Frank Viola was part of the all-Metrodome team that was honored Sunday. He stuck around to visit friends and take in Tuesday's tiebreaker game between the Twins and the Detroit Tigers.

Around 9:25 p.m., the champagne spraying had stopped in the home clubhouse and the athletes were starting to contemplate showers and civilian clothes and getting on the buses for the charter flight to New York.

Manager Ron Gardenhire had disappeared to talk with Jim Leyland, his Detroit counterpart, and now he was back in his clubhouse office. He couldn't get through more than one sentence before he would again shake his head in wonderment over a 6-5 victory that required 12 innings, 4 hours, 37 minutes and two more comebacks for a team that had spent the past month coming back from a seven-game deficit.

Viola stuck his long neck into the manager's room and said: "Gardy, I've seen crazy stuff in baseball all my life, but never this crazy. That was the all-timer."

The manager gave a thumbs-up and the Twins' former Cy Young Award winner said, "Only in Minnesota can a guy [Alexi Casilla] come in as a pinch runner, screw up royally by not tagging up, and wind up driving in the winning run."

Viola and Bert Blyleven were the Big Two -- really, the only two -- on the starting staff for the 1987 Twins, Minnesota's first World Series champions. There was no end to the Domeball dramas that season, and many of those players gathered last weekend to say goodbye to the plastic ballpark and retell the stories.

One play the champs always recall was made by second baseman Al Newman in the first inning of the last scheduled home game of '87. A victory over Kansas City would move the Twins to the cusp of the American League West title and allow a pressure-free last week on the road.

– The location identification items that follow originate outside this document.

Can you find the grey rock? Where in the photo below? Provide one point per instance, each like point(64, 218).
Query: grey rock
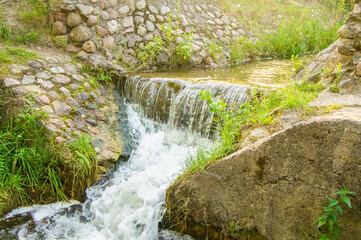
point(140, 5)
point(150, 26)
point(127, 22)
point(34, 64)
point(78, 78)
point(91, 121)
point(164, 10)
point(74, 87)
point(80, 34)
point(72, 102)
point(84, 10)
point(139, 20)
point(129, 60)
point(151, 18)
point(124, 10)
point(82, 97)
point(28, 79)
point(61, 108)
point(47, 85)
point(9, 82)
point(44, 75)
point(154, 10)
point(61, 79)
point(112, 26)
point(73, 20)
point(141, 31)
point(53, 95)
point(65, 91)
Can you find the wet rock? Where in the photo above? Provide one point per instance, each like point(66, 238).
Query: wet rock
point(59, 28)
point(61, 108)
point(74, 20)
point(28, 79)
point(61, 79)
point(9, 82)
point(80, 34)
point(53, 95)
point(89, 47)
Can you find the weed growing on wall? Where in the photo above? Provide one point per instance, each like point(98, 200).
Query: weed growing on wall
point(264, 108)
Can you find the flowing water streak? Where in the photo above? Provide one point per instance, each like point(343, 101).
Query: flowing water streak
point(176, 102)
point(130, 205)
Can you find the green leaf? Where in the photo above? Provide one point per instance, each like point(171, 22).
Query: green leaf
point(333, 202)
point(321, 223)
point(339, 208)
point(346, 200)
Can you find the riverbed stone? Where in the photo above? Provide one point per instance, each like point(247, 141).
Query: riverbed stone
point(61, 108)
point(89, 47)
point(127, 22)
point(61, 79)
point(53, 95)
point(59, 28)
point(28, 79)
point(44, 99)
point(74, 20)
point(124, 10)
point(80, 34)
point(84, 10)
point(10, 82)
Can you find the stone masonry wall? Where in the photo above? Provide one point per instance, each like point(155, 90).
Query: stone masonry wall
point(109, 32)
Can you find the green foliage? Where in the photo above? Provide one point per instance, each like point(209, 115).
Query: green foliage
point(262, 109)
point(300, 31)
point(28, 168)
point(152, 49)
point(84, 161)
point(16, 55)
point(334, 87)
point(215, 50)
point(329, 218)
point(229, 130)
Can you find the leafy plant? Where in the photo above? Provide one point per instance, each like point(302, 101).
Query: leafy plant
point(329, 218)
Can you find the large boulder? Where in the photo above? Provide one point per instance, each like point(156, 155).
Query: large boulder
point(275, 188)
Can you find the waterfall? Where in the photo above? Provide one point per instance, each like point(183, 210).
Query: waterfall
point(176, 102)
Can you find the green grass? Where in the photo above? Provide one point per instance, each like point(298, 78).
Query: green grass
point(264, 108)
point(28, 169)
point(16, 55)
point(292, 31)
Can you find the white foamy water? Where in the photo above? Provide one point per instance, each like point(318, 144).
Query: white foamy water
point(129, 205)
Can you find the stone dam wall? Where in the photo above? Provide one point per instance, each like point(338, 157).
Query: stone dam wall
point(113, 32)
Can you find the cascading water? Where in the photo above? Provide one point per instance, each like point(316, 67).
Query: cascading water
point(129, 205)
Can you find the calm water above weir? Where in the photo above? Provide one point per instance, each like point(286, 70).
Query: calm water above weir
point(265, 74)
point(164, 119)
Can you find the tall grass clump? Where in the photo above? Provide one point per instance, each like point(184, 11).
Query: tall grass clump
point(264, 108)
point(296, 31)
point(29, 172)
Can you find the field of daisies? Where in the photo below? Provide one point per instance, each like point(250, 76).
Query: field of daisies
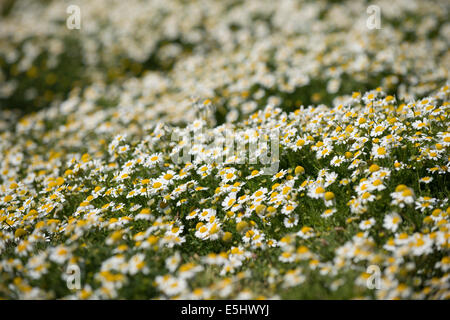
point(126, 162)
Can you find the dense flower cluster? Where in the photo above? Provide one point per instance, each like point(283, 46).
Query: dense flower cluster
point(361, 119)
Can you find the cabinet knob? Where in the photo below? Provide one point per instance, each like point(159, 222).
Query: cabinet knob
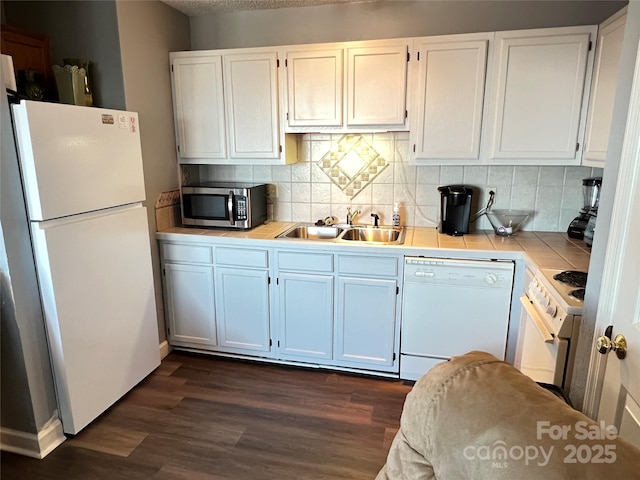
point(604, 345)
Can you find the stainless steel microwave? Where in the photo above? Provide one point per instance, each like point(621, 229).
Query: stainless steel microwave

The Royals had runners at first and third and no one out in a first-inning threat, and Gary Gaetti fielded a grounder to third. He threw to Newman for the force at second, who then shocked a full house of fans by coming home to cut off the run as well as turn a double play.

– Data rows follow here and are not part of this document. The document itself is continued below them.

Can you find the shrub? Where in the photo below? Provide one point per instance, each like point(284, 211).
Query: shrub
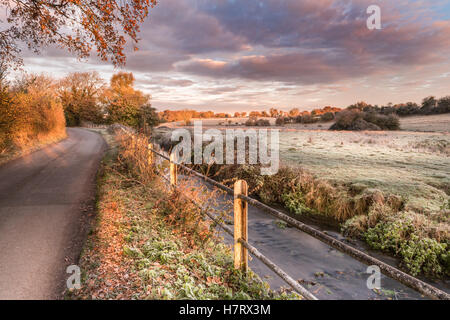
point(358, 121)
point(31, 113)
point(418, 254)
point(280, 121)
point(258, 123)
point(329, 116)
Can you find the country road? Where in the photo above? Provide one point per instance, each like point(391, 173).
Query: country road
point(46, 201)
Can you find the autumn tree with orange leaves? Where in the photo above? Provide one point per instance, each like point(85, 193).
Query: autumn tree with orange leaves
point(76, 25)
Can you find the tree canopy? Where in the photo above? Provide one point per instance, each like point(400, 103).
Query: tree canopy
point(76, 25)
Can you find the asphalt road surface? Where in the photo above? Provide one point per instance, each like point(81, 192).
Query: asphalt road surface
point(46, 202)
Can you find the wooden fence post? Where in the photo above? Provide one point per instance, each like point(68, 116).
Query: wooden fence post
point(150, 155)
point(240, 225)
point(173, 170)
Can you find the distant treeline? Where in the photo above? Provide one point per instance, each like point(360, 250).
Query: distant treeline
point(430, 105)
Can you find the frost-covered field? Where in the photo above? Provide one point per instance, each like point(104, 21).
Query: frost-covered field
point(415, 165)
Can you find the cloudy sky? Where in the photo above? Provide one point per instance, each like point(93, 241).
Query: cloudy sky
point(235, 55)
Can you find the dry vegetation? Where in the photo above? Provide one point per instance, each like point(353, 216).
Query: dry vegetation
point(389, 188)
point(152, 243)
point(30, 115)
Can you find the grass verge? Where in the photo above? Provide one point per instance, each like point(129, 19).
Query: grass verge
point(149, 243)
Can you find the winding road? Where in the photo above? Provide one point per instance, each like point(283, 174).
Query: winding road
point(46, 201)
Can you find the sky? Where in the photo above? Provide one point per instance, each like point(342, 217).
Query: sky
point(242, 55)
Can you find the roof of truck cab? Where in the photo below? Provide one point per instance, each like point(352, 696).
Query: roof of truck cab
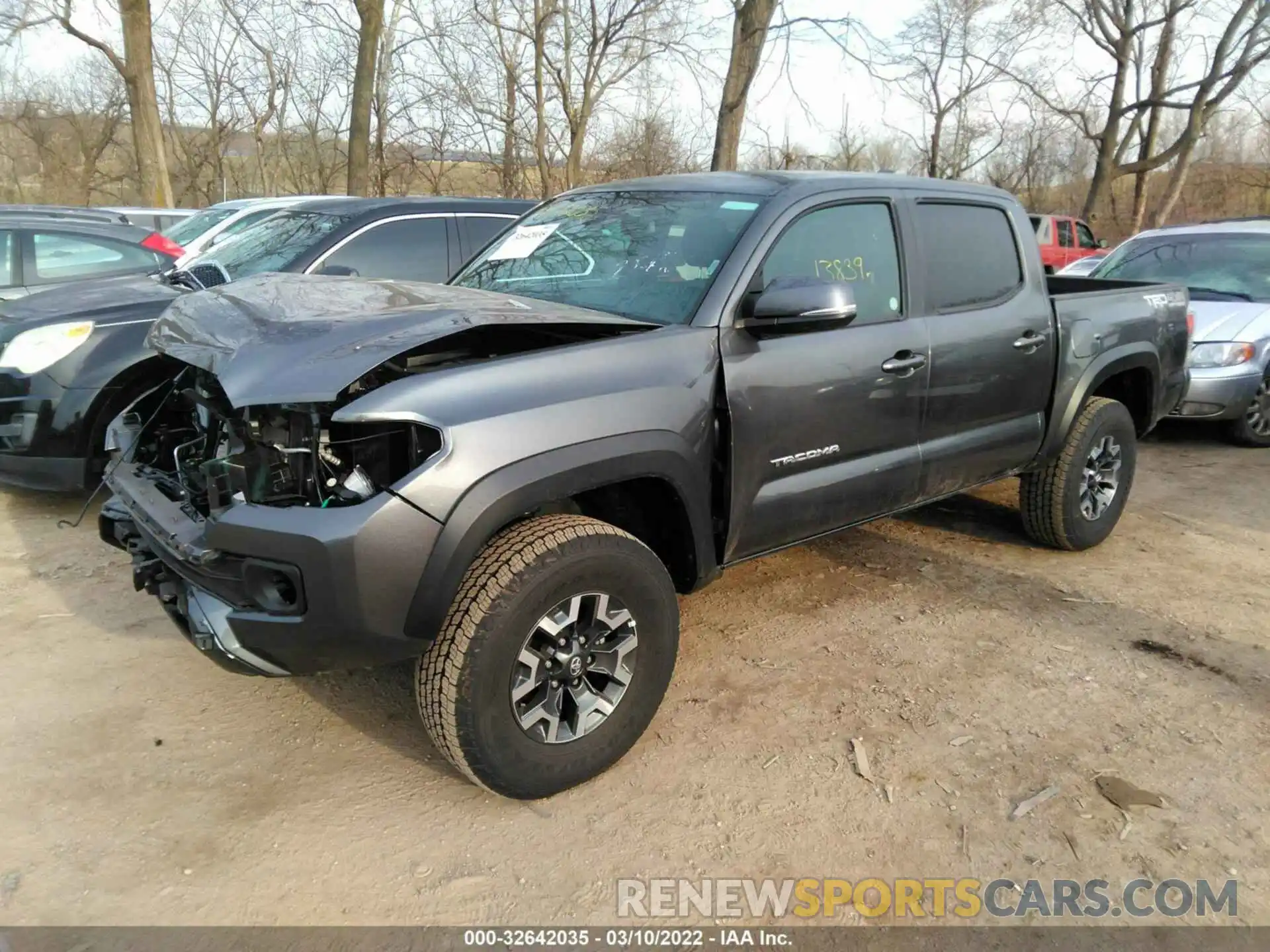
point(1254, 226)
point(770, 183)
point(408, 206)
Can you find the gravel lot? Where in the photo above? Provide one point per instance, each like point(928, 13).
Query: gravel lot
point(140, 783)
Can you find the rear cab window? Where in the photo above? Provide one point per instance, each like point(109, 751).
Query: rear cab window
point(972, 257)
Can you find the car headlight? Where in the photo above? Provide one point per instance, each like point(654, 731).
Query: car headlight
point(38, 348)
point(1227, 354)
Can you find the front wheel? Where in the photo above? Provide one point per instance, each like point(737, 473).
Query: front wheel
point(554, 658)
point(1078, 499)
point(1253, 428)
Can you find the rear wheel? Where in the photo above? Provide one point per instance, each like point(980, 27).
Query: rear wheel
point(1253, 429)
point(554, 658)
point(1078, 499)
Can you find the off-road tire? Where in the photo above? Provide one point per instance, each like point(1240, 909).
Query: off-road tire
point(1049, 499)
point(464, 680)
point(1240, 433)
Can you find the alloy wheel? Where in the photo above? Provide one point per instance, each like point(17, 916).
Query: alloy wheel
point(574, 668)
point(1100, 479)
point(1259, 412)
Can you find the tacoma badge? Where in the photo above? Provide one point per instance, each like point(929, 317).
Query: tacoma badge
point(808, 455)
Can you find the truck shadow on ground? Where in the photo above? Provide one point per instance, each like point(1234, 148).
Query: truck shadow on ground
point(380, 705)
point(987, 517)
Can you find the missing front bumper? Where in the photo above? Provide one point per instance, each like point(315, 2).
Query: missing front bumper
point(272, 589)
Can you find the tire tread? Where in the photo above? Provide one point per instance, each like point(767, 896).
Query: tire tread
point(1042, 493)
point(497, 567)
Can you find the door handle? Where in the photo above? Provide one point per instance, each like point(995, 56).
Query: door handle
point(904, 366)
point(1029, 342)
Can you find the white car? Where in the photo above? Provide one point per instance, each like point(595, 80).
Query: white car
point(1081, 267)
point(225, 220)
point(1226, 264)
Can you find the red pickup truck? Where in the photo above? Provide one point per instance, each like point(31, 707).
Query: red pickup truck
point(1064, 240)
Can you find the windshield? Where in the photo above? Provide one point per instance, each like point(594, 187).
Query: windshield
point(650, 255)
point(1213, 266)
point(190, 229)
point(272, 244)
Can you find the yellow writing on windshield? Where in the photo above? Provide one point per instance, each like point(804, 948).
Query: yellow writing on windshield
point(842, 270)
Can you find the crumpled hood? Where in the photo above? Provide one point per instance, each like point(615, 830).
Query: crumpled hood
point(294, 338)
point(135, 295)
point(1230, 320)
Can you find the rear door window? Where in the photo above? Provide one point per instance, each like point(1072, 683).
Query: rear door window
point(972, 257)
point(408, 249)
point(479, 229)
point(67, 257)
point(7, 247)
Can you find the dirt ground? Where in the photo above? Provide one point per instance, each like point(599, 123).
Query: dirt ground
point(143, 785)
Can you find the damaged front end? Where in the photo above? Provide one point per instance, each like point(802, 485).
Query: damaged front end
point(211, 456)
point(255, 491)
point(185, 460)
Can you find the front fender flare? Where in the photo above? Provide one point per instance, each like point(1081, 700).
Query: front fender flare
point(516, 491)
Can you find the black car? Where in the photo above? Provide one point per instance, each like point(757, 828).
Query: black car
point(70, 358)
point(42, 247)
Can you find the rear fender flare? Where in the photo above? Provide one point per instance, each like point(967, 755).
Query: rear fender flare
point(1107, 365)
point(519, 489)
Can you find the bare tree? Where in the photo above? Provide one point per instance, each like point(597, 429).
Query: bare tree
point(370, 15)
point(756, 23)
point(948, 60)
point(1227, 41)
point(135, 66)
point(749, 26)
point(595, 46)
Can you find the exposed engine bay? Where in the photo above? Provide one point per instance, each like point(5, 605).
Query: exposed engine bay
point(208, 456)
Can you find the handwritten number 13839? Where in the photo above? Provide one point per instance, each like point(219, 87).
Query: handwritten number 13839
point(842, 270)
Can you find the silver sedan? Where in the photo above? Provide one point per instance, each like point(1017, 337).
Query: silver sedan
point(1227, 268)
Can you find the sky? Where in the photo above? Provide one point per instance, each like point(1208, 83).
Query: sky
point(802, 89)
point(824, 79)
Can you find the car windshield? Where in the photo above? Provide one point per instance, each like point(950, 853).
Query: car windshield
point(190, 229)
point(1214, 266)
point(650, 255)
point(272, 244)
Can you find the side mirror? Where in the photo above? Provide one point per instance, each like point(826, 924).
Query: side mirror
point(799, 306)
point(342, 270)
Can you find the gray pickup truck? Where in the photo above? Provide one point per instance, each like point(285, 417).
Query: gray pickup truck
point(509, 477)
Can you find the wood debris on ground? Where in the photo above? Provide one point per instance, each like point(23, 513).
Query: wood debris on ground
point(1034, 801)
point(857, 748)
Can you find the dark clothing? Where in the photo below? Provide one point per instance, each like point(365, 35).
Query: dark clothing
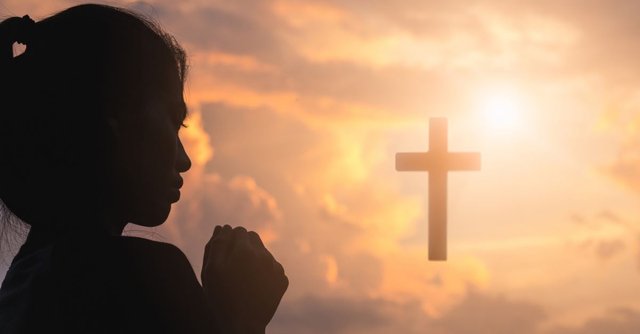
point(96, 283)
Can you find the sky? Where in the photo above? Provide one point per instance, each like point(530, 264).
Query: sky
point(297, 109)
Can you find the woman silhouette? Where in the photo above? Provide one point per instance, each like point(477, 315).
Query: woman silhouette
point(89, 122)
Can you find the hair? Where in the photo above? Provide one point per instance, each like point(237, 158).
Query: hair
point(81, 67)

The Twins escaped the mess, exploded for five runs in the bottom of the first and turned all nine innings into a rousing sendoff for the division-clinching road trip.

On Tuesday, a new generation of Twins fans filled the Dome to its largest regular-season baseball attendance -- 54,088 -- and they saw a Newmie-like play from Nick Punto, the third baseman for the 2006 drive to the AL Central title, and the shortstop for the 2008 drive to an AL Central tiebreaker, and now the second baseman for the 2009 sprint to this tiebreaker.

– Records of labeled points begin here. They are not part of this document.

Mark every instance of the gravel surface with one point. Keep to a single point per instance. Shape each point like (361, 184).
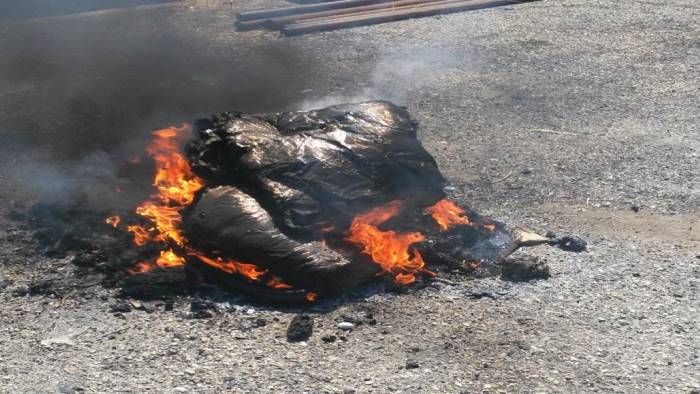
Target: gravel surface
(578, 117)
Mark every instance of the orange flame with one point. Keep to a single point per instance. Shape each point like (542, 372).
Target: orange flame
(176, 186)
(113, 221)
(447, 214)
(389, 249)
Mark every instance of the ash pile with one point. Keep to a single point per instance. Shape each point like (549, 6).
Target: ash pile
(291, 207)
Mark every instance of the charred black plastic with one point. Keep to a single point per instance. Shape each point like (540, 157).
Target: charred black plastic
(279, 184)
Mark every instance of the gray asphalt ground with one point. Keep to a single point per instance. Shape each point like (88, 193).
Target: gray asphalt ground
(556, 115)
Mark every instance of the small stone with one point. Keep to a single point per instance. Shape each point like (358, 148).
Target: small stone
(411, 364)
(300, 328)
(328, 338)
(20, 291)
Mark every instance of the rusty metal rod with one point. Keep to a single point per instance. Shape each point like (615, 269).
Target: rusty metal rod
(281, 21)
(415, 6)
(389, 16)
(295, 10)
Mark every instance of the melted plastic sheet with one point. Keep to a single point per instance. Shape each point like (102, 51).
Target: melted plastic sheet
(282, 186)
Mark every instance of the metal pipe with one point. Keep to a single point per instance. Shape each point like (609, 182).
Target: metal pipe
(388, 16)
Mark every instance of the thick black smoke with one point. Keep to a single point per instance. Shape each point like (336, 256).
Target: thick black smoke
(81, 92)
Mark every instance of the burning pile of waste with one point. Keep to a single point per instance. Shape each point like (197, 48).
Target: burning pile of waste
(308, 203)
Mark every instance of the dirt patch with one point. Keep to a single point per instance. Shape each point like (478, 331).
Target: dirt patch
(682, 230)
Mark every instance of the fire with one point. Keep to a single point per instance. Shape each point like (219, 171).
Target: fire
(389, 249)
(447, 214)
(176, 187)
(113, 221)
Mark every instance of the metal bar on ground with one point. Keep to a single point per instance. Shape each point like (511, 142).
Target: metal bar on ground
(301, 9)
(279, 22)
(389, 16)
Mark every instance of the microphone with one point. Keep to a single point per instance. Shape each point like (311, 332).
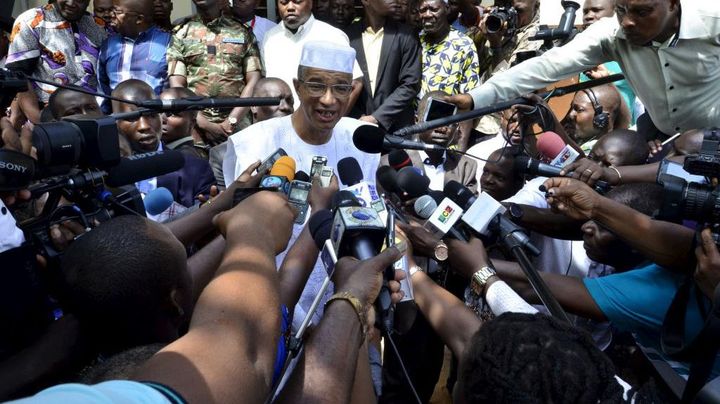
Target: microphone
(399, 159)
(157, 201)
(140, 167)
(554, 150)
(372, 139)
(281, 175)
(525, 164)
(412, 182)
(198, 103)
(484, 212)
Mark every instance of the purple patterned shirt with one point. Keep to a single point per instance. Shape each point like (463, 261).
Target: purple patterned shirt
(49, 47)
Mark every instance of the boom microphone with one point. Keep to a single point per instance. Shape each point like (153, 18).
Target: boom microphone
(372, 139)
(140, 167)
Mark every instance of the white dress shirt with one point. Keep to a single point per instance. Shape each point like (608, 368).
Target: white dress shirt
(677, 81)
(281, 49)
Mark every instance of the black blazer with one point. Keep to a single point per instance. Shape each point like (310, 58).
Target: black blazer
(398, 76)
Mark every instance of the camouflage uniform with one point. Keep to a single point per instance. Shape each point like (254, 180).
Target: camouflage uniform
(495, 61)
(214, 58)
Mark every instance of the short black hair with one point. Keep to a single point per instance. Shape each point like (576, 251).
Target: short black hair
(535, 358)
(118, 277)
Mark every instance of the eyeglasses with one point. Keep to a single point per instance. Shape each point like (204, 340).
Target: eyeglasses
(316, 89)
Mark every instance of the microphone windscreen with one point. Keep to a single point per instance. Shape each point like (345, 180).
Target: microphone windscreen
(344, 198)
(387, 178)
(302, 176)
(349, 171)
(369, 138)
(549, 145)
(157, 200)
(412, 182)
(143, 166)
(284, 167)
(320, 225)
(399, 159)
(425, 206)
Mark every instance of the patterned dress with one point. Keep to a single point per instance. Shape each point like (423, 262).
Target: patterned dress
(45, 45)
(450, 65)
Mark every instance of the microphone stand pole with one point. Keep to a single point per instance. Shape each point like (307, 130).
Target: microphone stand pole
(476, 113)
(541, 289)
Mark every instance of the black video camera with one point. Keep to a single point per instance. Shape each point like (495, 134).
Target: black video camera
(502, 19)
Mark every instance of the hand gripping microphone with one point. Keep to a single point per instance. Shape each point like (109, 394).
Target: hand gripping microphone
(485, 213)
(372, 139)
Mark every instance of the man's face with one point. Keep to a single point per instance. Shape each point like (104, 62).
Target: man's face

"People wonder why I play Nick Punto all the time," Gardenhire said. "That's why I play him. Because he's always in the game, always ready to make the right play. That kid -- that play -- won the ballgame for us today."

It was 5-5 and the Tigers had the bases loaded with one out in the 12th against Bobby Keppel, the Twins' eighth pitcher of the game.

Brandon Inge thought his jersey was brushed by a Keppel pitch. Plate umpire Randy Marsh ruled no material had been touched, and there was about a 50-50 chance the vet ump was correct (just as on balls and strikes).

Inge then hit a chopper over the mound and Punto came flying.

"Gardy always wants us to go for the double play, if possible," Punto said. "I didn't feel like that was a cinch, so I went for the lead runner."

Uh, Nick ... that was no cinch, either.

"I didn't know for sure, but if the throw was on line, we had him [Miguel Cabrera], I thought," Punto said.

The advantage was the play at the plate was a force. Punto's on-the-run throw was accurate but low. Catcher Joe Mauer snared it cleanly and Cabrera was out by a fraction.

Keppel battled with Gerald Laird, and finally struck him out -- the last failure in a long day of missed chances for the Tigers. Then, the lost lads of the Twins' late drive to this tie- breaker, Carlos Gomez and Casilla, combined for the winning run and the Metrodome was a madhouse.

"Only in Minnesota!" Frankie Viola would later holler toward Gardenhire, and that was surely sweet music to the manager's ears.